Core Concepts

This guide explains the key architectural concepts and design principles behind TorchLogix. For detailed API documentation, see the API Reference.

Design Philosophy

TorchLogix is built around three core principles:

  1. PyTorch API Compatibility: Layers follow standard torch.nn.Module conventions

  2. Separation of Concerns: Each layer separates connection patterns from parametrization strategies

  3. Differentiable-to-Discrete: Training uses continuous relaxations with multiple discretization strategies


PyTorch API Compatibility

All TorchLogix layers follow standard PyTorch nn.Module conventions, making them compatible with existing PyTorch workflows. However, logic layers are not drop-in replacements for standard layers like nn.Linear or nn.Conv2d - they have fundamentally different computational properties and require significantly more neurons (or kernels) to achieve comparable expressiveness.

import torch.nn as nn
from torchlogix.layers import LogicDense

# Standard PyTorch: 256 neurons
linear = nn.Linear(784, 256)

# TorchLogix: Need 1000+ neurons for similar capacity
logic = LogicDense(784, 4096)  # More neurons required!

Standard PyTorch Conventions

Despite different computational characteristics, TorchLogix layers follow all standard PyTorch patterns:

  • Inherit from nn.Module: All layers are proper PyTorch modules

  • Learnable parameters: Registered via nn.Parameter for automatic gradient computation

  • Training/eval modes: .train() and .eval() control behavior

  • Device management: Standard .to(device) and .cuda() work as expected

  • Composition: Use with nn.Sequential, custom forward() methods, etc.

  • State dict: Save and load with state_dict() and load_state_dict()
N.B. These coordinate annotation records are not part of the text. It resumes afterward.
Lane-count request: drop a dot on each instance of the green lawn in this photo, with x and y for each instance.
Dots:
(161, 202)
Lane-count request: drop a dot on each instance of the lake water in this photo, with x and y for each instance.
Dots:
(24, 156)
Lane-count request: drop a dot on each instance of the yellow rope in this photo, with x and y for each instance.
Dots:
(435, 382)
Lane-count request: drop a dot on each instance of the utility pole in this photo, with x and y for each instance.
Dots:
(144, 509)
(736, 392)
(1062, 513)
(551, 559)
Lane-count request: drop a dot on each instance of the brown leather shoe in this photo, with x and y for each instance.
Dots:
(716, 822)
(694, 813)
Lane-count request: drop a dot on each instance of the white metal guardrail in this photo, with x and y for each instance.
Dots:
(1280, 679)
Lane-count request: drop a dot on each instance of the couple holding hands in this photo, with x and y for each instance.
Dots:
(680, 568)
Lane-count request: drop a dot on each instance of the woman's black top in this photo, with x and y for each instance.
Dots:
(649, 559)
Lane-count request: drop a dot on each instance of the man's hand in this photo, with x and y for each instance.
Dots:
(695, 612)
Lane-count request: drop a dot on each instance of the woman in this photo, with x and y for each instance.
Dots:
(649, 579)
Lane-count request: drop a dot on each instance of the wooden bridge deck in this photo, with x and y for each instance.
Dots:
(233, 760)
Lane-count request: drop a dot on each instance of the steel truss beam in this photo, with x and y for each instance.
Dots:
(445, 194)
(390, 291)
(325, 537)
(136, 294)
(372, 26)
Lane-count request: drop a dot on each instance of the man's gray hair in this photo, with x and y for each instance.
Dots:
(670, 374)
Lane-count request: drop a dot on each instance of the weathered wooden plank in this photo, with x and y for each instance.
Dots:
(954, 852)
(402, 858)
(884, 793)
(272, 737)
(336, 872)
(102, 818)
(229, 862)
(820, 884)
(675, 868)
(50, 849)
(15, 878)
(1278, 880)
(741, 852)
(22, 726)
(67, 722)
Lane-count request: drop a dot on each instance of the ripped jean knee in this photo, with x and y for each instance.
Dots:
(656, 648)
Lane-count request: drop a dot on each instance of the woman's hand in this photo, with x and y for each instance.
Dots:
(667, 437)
This means you can use TorchLogix with standard PyTorch optimizers, learning rate schedulers, data loaders, and training loops - just be mindful that logic networks need different architectural scales (and typically much higher learning rates).


Separation of Concerns

Each logic layer is composed of two independent, swappable components:

┌─────────────────────────────────────────┐
│          Logic Layer (nn.Module)        │
│                                         │
│  ┌─────────────┐  ┌──────────────────┐  │
│  │ Connections │  │ Parametrization  │  │
│  │             │  │                  │  │
│  │ Which       │  │ - How Boolean    │  │
│  │ inputs      │  │   functions are  │  │
│  │ connect?    │  │   represented?   │  │
│  │             │  │ - Forward        │  │
│  │             │  │   sampling mode  │  │
│  └─────────────┘  └──────────────────┘  │
└─────────────────────────────────────────┘

This modular design allows you to mix and match different strategies for each component.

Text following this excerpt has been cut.